Warum darf ein Gespräch nicht stocken?
Reinhard hat geschrieben: 05 Jan 2022 19:44 Aha. Trinkgeld-gebe-gewohnheiten sind also ein Merkmal für Offenheit.
Lies mal richtig.
Reinhard hat geschrieben: 05 Jan 2022 19:44Nein.
Und dann...
Reinhard hat geschrieben: 05 Jan 2022 19:44 Schön, dass man offen auch kreuzen kann mit authentisch.

Jetzt fehlt nur noch "Ausstrahlung" und die Trifecta ist vollendet.
Schön wie man sich selbst mal wieder entlarvt.
Aber Hauptsache man schätzt Intelligenz nicht gering ein.
Reinhard hat geschrieben: 05 Jan 2022 20:00
Hoppala hat geschrieben: 03 Jan 2022 22:54 Wie erklärt man jemandem persönliche, aber dennoch intersubjektive, Empfindungen, wenn derjenige sie gefühlsmäßig nicht oder nicht mit gebräuchlichen Begriffen festmachen kann oder will?
Die Erfahrung des eigenen Erlebens iist m. E, nicht ersetzbar.
Sofern man auch Neues erfahren will, benötigt es m. E. Offenheit dafür. Sic.

Eigentlich dachte ich mal, ich hätte ein gewisses Maß an Offenheit im Sinne von Bereitschaft, mich auf etwas einzulassen; Neugierde; Unvoreingenommenheit; Wille, etwas verstehen zu wollen, statt den ersten Eindruck mitzunehmen; usw.

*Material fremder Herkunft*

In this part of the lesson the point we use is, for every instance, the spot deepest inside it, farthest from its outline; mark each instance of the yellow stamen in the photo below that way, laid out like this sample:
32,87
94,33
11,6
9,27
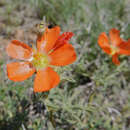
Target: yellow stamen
40,60
114,50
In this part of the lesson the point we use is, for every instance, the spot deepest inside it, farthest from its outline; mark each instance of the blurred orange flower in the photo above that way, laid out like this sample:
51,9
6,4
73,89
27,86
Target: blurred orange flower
114,45
52,49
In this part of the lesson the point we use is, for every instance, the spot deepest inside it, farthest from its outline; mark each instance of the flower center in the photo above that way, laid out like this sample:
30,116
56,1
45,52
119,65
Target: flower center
40,60
114,50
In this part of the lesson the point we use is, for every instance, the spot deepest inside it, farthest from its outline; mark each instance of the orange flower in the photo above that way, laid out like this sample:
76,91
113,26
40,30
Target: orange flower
52,49
114,45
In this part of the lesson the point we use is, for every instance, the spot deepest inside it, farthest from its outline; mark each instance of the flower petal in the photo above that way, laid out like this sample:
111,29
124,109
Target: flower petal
19,50
19,71
63,55
115,59
103,42
124,48
115,37
63,38
45,80
47,41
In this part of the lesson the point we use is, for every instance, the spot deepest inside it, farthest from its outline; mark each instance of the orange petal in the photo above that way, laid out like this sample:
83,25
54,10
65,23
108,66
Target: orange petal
115,59
45,80
63,55
19,50
124,48
115,37
103,42
19,71
47,41
65,37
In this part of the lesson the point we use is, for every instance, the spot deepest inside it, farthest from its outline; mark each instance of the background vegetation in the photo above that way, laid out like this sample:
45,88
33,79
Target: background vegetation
94,94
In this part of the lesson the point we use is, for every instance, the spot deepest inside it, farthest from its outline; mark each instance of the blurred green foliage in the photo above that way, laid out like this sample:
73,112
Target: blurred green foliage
94,93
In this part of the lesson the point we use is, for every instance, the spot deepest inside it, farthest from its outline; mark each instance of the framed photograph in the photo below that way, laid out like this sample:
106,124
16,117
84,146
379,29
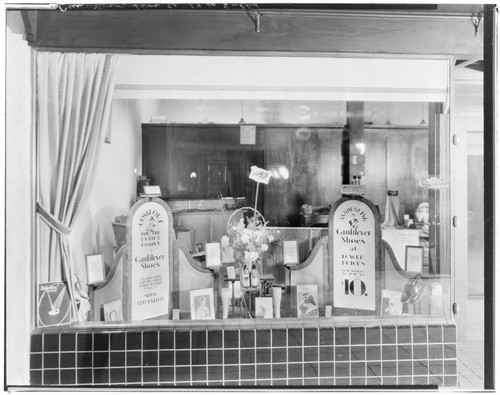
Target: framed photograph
213,254
391,303
113,310
202,304
290,252
414,259
263,307
96,273
307,300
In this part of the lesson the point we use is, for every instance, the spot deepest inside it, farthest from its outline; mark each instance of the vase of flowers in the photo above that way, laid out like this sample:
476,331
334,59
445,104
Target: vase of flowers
249,238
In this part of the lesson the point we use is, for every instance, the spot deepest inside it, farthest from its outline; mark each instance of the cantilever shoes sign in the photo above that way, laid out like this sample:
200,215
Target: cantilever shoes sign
147,276
355,235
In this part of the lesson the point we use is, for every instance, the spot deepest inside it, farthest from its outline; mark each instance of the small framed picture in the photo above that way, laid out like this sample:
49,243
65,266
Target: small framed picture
290,252
96,272
307,300
202,304
213,254
113,310
414,259
263,307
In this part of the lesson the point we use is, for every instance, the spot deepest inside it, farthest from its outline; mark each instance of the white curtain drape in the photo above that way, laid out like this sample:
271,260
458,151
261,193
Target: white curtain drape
73,102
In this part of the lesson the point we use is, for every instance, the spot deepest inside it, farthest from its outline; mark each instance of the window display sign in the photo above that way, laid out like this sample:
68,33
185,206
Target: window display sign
355,253
148,262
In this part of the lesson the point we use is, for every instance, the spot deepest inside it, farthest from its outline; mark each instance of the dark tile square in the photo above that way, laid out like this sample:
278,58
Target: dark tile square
231,357
150,374
341,336
419,334
342,353
420,352
358,353
373,353
68,342
51,361
51,342
389,352
231,373
373,369
404,334
117,359
449,333
435,334
36,343
51,376
450,367
435,367
198,339
199,373
167,374
68,377
279,371
404,352
231,339
247,356
215,357
311,354
420,368
101,376
84,376
117,341
295,354
134,358
182,340
326,353
279,355
166,340
84,360
278,337
263,338
117,376
358,369
36,360
101,359
310,336
373,335
327,369
183,357
247,372
263,356
388,335
435,351
214,339
389,368
294,337
450,351
405,368
101,341
134,375
134,340
263,371
247,339
198,357
326,336
84,341
167,358
150,341
311,370
150,358
358,336
342,369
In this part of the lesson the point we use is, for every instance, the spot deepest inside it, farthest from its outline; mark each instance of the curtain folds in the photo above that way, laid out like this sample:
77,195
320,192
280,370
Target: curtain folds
73,101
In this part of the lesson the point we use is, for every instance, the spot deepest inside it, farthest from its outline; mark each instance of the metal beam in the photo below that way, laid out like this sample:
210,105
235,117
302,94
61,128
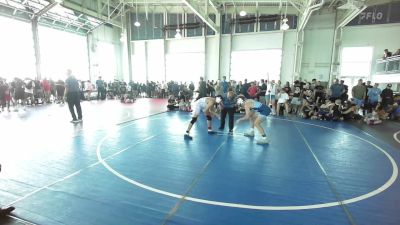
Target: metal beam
379,2
36,46
78,8
349,16
45,9
196,8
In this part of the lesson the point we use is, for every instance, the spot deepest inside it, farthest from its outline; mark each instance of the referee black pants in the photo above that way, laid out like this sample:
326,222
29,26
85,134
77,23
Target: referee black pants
230,112
73,99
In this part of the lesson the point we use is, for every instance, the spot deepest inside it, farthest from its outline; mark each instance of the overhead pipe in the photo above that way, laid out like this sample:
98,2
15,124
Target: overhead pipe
308,13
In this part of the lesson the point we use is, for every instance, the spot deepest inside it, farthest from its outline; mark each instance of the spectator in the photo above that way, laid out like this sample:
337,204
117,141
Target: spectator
319,92
47,90
296,102
270,95
397,52
283,98
101,89
336,90
359,92
373,97
227,107
387,96
244,89
253,90
386,54
224,85
73,97
202,89
344,97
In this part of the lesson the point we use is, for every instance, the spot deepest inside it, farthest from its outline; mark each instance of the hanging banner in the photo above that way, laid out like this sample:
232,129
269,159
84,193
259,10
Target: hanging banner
380,14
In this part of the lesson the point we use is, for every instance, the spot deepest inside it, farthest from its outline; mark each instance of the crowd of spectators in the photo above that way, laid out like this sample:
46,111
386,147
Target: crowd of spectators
313,100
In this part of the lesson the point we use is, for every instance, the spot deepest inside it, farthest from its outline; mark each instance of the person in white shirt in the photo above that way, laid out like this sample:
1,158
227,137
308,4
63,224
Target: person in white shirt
29,87
283,98
270,95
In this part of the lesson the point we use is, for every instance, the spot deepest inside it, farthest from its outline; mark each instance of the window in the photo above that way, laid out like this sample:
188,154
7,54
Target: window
106,64
356,62
57,56
139,62
256,65
198,30
155,61
185,67
17,55
245,24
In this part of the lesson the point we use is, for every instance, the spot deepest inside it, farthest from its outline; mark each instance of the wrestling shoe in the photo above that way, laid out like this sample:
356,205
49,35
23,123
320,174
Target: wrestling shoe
262,141
249,133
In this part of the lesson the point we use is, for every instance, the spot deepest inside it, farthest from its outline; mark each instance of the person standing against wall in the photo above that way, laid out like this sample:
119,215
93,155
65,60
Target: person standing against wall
101,89
227,103
72,93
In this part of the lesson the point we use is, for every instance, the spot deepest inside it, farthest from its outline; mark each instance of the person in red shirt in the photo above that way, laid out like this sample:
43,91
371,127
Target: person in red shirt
47,90
253,90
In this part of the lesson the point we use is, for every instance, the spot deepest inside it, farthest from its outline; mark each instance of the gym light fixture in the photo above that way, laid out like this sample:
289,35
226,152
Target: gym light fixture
178,34
284,25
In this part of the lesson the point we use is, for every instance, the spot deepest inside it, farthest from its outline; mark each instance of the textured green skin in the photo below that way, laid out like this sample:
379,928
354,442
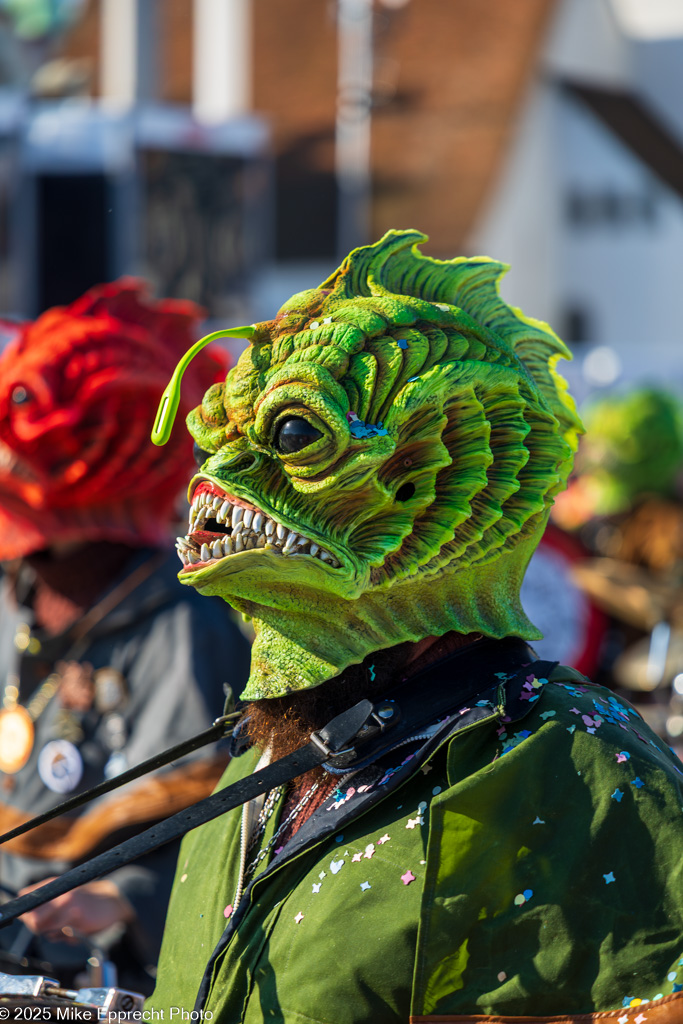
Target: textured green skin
485,435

Aber wenn man, ich nenne es mal so nur zur Unterscheidbarkeit, Hoppala-Offenheit braucht, um die Hoppala-Offenheit zu verstehen ... damit kann ich anscheinend nicht aufwarten. :hut:
Also diese Aussage überrascht mich jetzt doch sehr, da ich diesen Eindruck aus dem Geschriebenen gerade NICHT habe. Eher das Gegenteil scheint der Fall zu sein.

Die Tatsache, dass du es dir auch nicht nehmen lässt die Standpunkte der anderen wie Hoppala durch den Kakao zu ziehen bzw. die Standpunkte der als eher "emotionale" Wesen diffamierten Diskussionsteilnehmer gering zu schätzen zeugt nicht gerade davon besonders viel Wert auf Kommunikation auf Augenhöhe zu legen.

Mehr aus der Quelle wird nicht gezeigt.